La version mobile a cependant moins souffert graphiquement de l’optimisation lourde en raison de la taille de l’écran, et le manque de détails n’a donc pas eu autant d’importance.
C’est pourquoi la plupart de nos efforts d’amélioration de la qualité se sont portés sur le PC.

Conclusion

Développer un jeu en 3D pour des plates-formes aussi différentes que le PC et le téléphone portable a vraiment été un défi.
Ce qui nous a aidés à réussir, c’est de définir très tôt nos priorités visuelles, ce qui nous a permis de décider ce que nous pouvions changer entre les versions et ce dont nous pouvions nous passer.

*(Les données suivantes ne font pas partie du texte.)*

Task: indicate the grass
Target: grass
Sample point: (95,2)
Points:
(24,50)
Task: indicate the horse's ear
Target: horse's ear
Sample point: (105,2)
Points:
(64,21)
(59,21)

Dans les jeux vidéo, il y a toujours de nombreuses façons techniques de faire les choses, et il est donc important de rester flexible et de trouver des astuces pour couper là où les joueurs ne le remarqueront pas.
Pour moi, la plus grande satisfaction a été d’entendre les joueurs dire « Je n’arrive pas à croire que vous avez réussi à faire tourner Leap of Fate aussi bien sur mobile », tout en recevant des commentaires sur la beauté du jeu.
En tant qu’artiste 3D technique, c’est à ce moment-là que vous savez que vous avez fait votre travail.